Give the Drummer Some

Milford Graves. Photo by Thomas King, 2008.

Milford Graves
Meditation Among Us
Kitty : 1977

MG, drums, piano, voice; Toshinori Kondo, trumpet; Kaoru Abe, alto & sopranino sax; Mototeru Takagi, tenor sax; Toshiyuki Tsuchitori, drums, percussion.

When Milford Graves was being honored with a special night at this year’s Vision Festival, back in June, we knew it was a must-see event. We also figured that Vision’s new home, the recently refurbished and relocated Roulette, in Brooklyn, would hold all comers, including us, and then some. No need to buy ahead! 

Well, as those of you who might’ve been following our anguished tweets of that night already know, the event was filled to capacity before we even got there. And, really, we should have known: any night that features Milford Graves on the bandstand is going to be an event, and you’d best get your tickets as early as possible. Lesson learned.

Sort of. Coming a day or two late is this birthday post — Milford turned 72 on Tuesday, 20 August. (We seem to keep very bad time when it comes to Prof. Graves.) Better late than never, here’s a favorite track from the under-heard Meditation Among Us. It features a remarkable assemblage of Japanese jazz figures — including Kaoru Abe and Toshinoro Kondo — led by Milford.

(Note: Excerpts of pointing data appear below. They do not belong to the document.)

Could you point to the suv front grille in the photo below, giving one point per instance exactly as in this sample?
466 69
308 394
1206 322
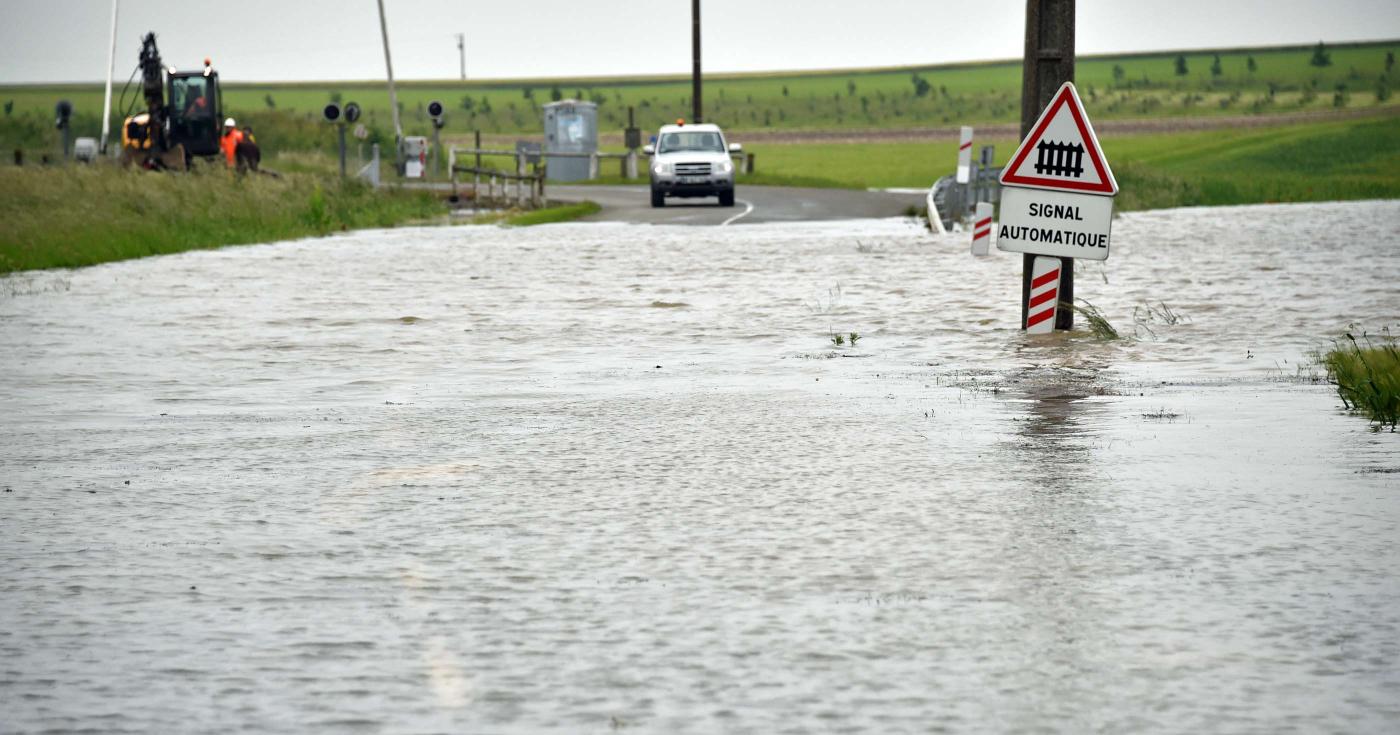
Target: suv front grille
692 170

The group recorded two side-long cuts in 1977, at a time when Graves was not really actively recording or releasing LPs. He had, by the mid-1970s, already started his teaching tenure at Bennington, while also beginning his research into healing methods and rhythms in the human body. We’re fortunate this fertile collaboration was captured on wax at all.

“Response,” ranges widely, beginning as a percussion workout spurred by Graves’ gripping ululations. Graves then moves to the piano for an open, searching episode, suggesting echoes of Alice Coltrane’s spiritual pursuits. Not surprisingly, Graves has a highly percussive approach to the piano, and gradually leads the horns to moments of abandon, before the concluding cool down. This is exactly the sort of meditation we can get behind — one that finds beauty in quiet moments as well as the storms life throws at us all.